My favourite stories have no pages, no illustrations and no publisher. But for those treasured tales, I'd swap every book in my collection.
Growing up, my Dad didn't read to me at bedtime. Instead, he did something far better. He used to make up stories. Freestyle. Freestyle! And I took this completely for granted.
In my memory, there was a new one every night of my childhood but that can't be right that would equal thousands of stories over the years. I know there were a lot of them though. And I know they all came from the alchemy of imagination and memory.
A war baby, my Dad's childhood was one of running around the countryside to which his family had moved from the big city. It was a childhood of rationing and of friends whose dads never came home. It wasn't a wealthy childhood (I don't think many were in the immediately post-war period). But these were not sad stories.
They were generally tales of adventure and derring-do. Of MI5 and German planes and bombsites and secret tunnels. There were comedy farces involving bikes with no brakes, and there were complex spy sagas that ran across several bedtimes with endless twists and turns. I loved the Famous Five but my dad and his friends' capers would have left those dorks crying on Kirrin Island.
I clearly remember trying to record my Dad telling stories, so I could listen again on my own time, during the day, when my Dad was at work. Somehow, it wasn't quite the same. The recording flattened something, or maybe it was the lack of mannerisms, expressions. Perhaps he was on to me, and it dented the magic. Perhaps, though I don't want to admit it, part of that magic was in the way it was received. The ears of a Daddy's girl.
And now my Dad is "Grandad Seaside" to my kids. Who all love his stories, which no longer seem to feature his own childhood, but are instead real life missives about the people he's met, or more often the animals. My seven-year-old's favourite story from me is actually about the time Grandad Seaside mistook a dog in a car for a mean old man giving him evil looks. He went over to see what the old fella's problem was and ended up adopting the dog. Murphy lived with us until he was fifteen.

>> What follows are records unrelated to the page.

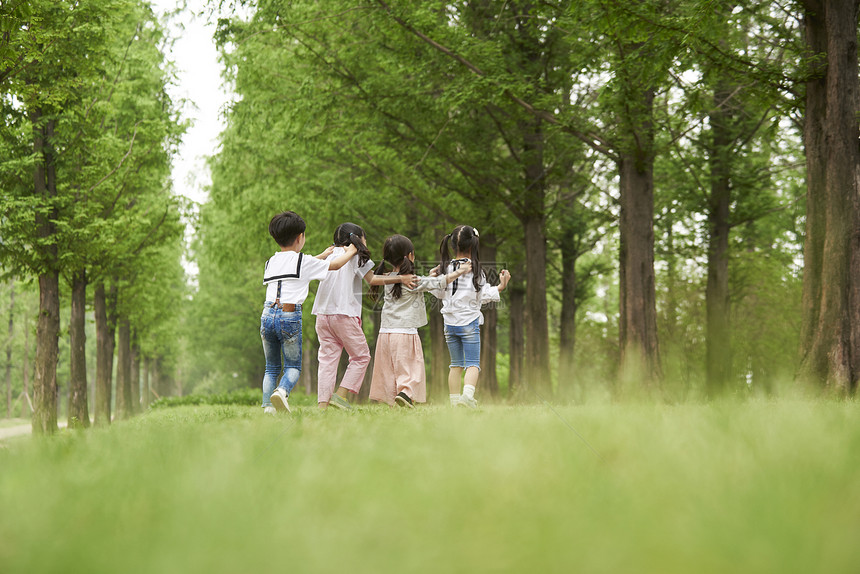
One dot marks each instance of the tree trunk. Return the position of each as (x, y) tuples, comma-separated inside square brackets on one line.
[(123, 370), (640, 354), (104, 357), (146, 388), (831, 318), (78, 408), (489, 332), (537, 326), (718, 334), (25, 375), (567, 327), (9, 349), (437, 381), (135, 377), (515, 331), (48, 328)]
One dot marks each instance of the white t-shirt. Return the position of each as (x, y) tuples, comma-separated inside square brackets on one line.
[(340, 292), (461, 303), (295, 271)]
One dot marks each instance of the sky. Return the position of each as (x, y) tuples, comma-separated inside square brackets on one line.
[(199, 82)]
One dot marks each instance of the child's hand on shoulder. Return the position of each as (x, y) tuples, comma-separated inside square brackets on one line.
[(504, 277), (410, 281), (328, 251)]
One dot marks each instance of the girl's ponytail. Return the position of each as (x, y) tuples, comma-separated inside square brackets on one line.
[(477, 272), (446, 256), (351, 234)]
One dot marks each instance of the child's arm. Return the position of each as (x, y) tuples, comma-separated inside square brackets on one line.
[(408, 280), (461, 270), (325, 253), (343, 259)]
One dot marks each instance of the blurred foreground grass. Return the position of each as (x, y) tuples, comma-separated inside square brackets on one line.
[(750, 487)]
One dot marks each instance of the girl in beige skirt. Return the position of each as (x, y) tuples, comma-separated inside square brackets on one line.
[(398, 364)]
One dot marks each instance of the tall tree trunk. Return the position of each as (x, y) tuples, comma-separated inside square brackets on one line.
[(48, 328), (135, 377), (146, 388), (516, 334), (831, 322), (718, 333), (123, 370), (537, 325), (567, 327), (640, 353), (25, 374), (9, 349), (78, 408), (489, 332), (104, 357), (437, 381)]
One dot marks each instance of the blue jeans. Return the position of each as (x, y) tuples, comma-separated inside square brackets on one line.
[(282, 343), (464, 344)]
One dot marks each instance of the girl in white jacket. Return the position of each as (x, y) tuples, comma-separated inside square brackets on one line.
[(461, 311), (398, 365)]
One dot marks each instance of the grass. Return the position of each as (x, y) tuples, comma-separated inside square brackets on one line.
[(752, 487), (14, 422)]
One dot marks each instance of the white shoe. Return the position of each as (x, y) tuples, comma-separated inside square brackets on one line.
[(279, 400), (465, 401)]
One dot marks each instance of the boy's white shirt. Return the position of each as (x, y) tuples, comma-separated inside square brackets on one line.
[(340, 292), (284, 266), (464, 306)]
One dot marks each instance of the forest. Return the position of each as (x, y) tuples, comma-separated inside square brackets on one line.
[(672, 185)]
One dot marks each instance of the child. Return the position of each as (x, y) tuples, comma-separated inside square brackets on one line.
[(287, 277), (398, 366), (338, 310), (461, 310)]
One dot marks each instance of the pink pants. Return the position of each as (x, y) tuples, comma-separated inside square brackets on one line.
[(398, 367), (336, 333)]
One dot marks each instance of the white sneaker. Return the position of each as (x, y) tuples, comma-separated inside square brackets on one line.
[(465, 401), (279, 400)]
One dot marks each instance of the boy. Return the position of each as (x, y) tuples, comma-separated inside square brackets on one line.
[(287, 277)]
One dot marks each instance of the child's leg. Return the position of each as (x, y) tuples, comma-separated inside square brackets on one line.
[(472, 357), (455, 372), (272, 352), (382, 383), (455, 379), (291, 347), (352, 337), (329, 357), (409, 366)]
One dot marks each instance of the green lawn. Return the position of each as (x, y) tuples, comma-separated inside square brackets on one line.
[(750, 487)]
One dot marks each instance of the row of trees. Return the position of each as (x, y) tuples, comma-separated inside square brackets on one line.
[(87, 211), (649, 153)]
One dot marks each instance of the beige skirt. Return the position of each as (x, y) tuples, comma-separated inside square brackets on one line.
[(398, 366)]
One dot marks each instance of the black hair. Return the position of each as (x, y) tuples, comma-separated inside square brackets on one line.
[(351, 234), (395, 251), (285, 227), (464, 239)]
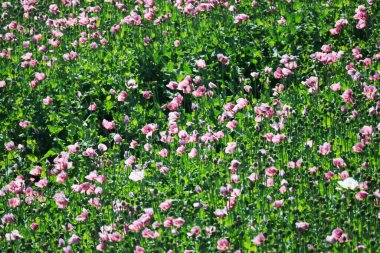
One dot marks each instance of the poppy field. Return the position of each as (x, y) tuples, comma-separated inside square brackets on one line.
[(189, 126)]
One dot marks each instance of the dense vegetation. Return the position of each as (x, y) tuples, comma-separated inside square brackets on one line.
[(189, 126)]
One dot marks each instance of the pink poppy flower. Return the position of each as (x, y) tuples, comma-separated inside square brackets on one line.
[(278, 203), (335, 87), (223, 245), (302, 225), (259, 239), (201, 64), (61, 200), (24, 124), (42, 183), (339, 162), (347, 96), (166, 205), (367, 130), (47, 101), (137, 175), (361, 195), (325, 148), (109, 125), (178, 222), (14, 235)]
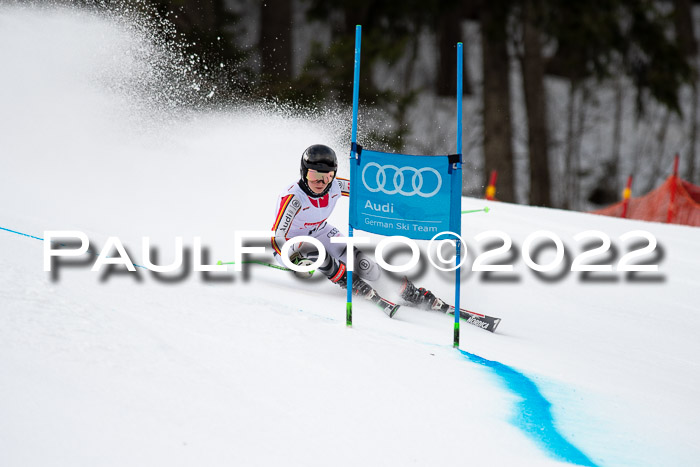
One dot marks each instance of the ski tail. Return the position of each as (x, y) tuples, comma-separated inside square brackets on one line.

Everything that touches my dad becomes a story, but as far as I know, he's never written them down. But those stories stirred something, sowed a seed in me that never stopped growing. They shaped the way I saw the world, as a playground filled with secrets and adventure. Even now, I can't pass a bookcase without assuming there's a secret corridor behind it; an old tree with assuming there's a secret network of tunnels under it. My dad's stories are probably the reason I'm a writer now. They're definitely the reason I often used to take my kids to explore nearby a disused asylum close to our old home. We got chased off by a security guard once, but spent the whole walk home excitedly making up ghost stories and time travel adventures.
Stories don't have to cost anything, or come in fancy wrapping (though those are nice too), but you never know where a little bit of imagination can lead. Or the lifelong effect it might have.